• Claudio Porcellana

Una malattia affascinante: la gommosi

Per un appassionato di natura e di fotografia, il lock-down dovuto alla pandemia è un limite, ma costituisce al tempo stesso uno stimolo a superare i limiti esplorando nuovi aspetti che finora erano rimasti marginali, come ad esempio gli animali o gli oggetti molto piccoli e la fotografia macro.


Avendo un giardino e un po' di tempo libero (lavoro in casa dal 2000, quindi so già da tempo cos'è lo smart working) mi sono dedicato a esplorare e studiare i meandri più piccoli del giardino di casa.


Uno dei primi soggetti in cui mi sono imbattuto, sul tronco del ciliegio, sono bolle traslucide piene di un fluido appiccicoso e viscoso, con dimensioni che vanno da un pisello a una noce.


Esse sono espressione di una malattia chiamata gommosi che è dovuta alla sofferenza della pianta: forse perché vecchia, oppure perché troppo vicina a un noce, o per ragioni di carenza d'acqua, non so; fatto sta che al confine fra il tronco e le prime due diramazioni, queste bolle appaiono e scompaiono una dietro l'altra e giorno dopo giorno.

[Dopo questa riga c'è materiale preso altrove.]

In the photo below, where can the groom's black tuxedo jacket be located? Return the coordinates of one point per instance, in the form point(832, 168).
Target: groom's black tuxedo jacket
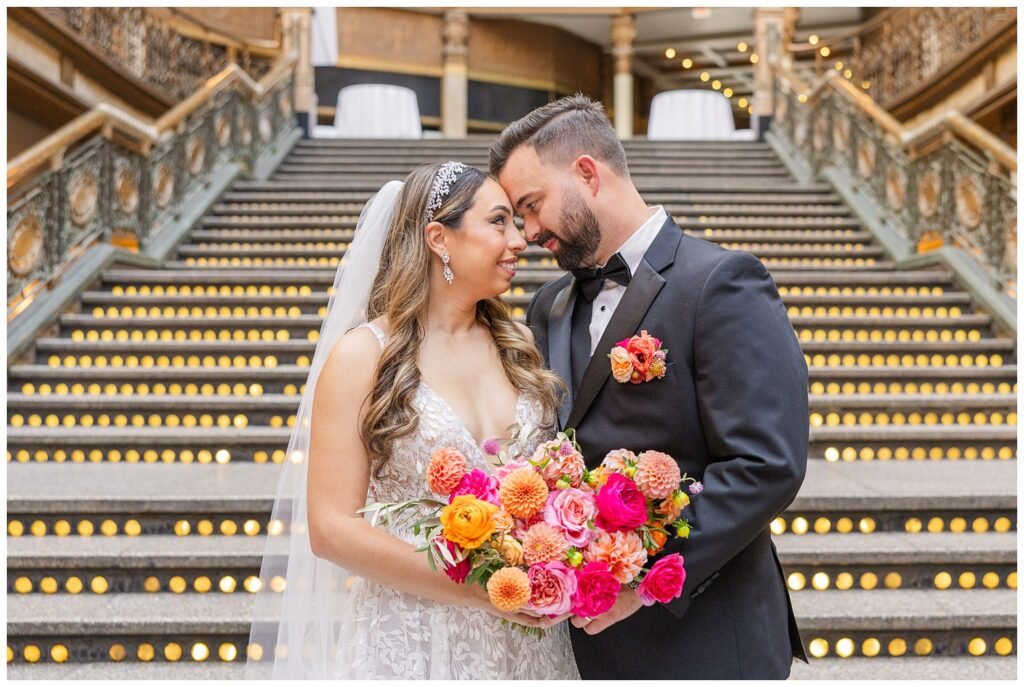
point(732, 411)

Dopo qualche tempo dalla comparsa (o per azione del sottoscritto) la sottile parete traslucida cede e la bolla si sgonfia mentre la resina contenuta scivola sul tronco o cade direttamente in terra emettendo un sonoro "plop"


Gli aspetti affascinanti di queste bolle sono molteplici, perché non solo il colore della resina e della relativa colata, varia dall'oro al rosso rubino, ma anche l'aspetto interno ed esterno cambia a seconda del contenuto, della luce solare incidente, e del riflesso delle foglie o di altri rami.


Nella foto che segue, il contenuto resinoso uscendo e colando sul tronco si è mescolato con parti floreali del ciliegio stesso e chissà cos'altro, producendo questo effetto caleidoscopico



La parte inferiore della stessa foto, croppata, rivela un forziere pieno di palline d'oro...

E per gli appassionati di pareidolia c'è da divertirsi con queste colate!


Qui una bolla molto piccola che ricorda un rubino...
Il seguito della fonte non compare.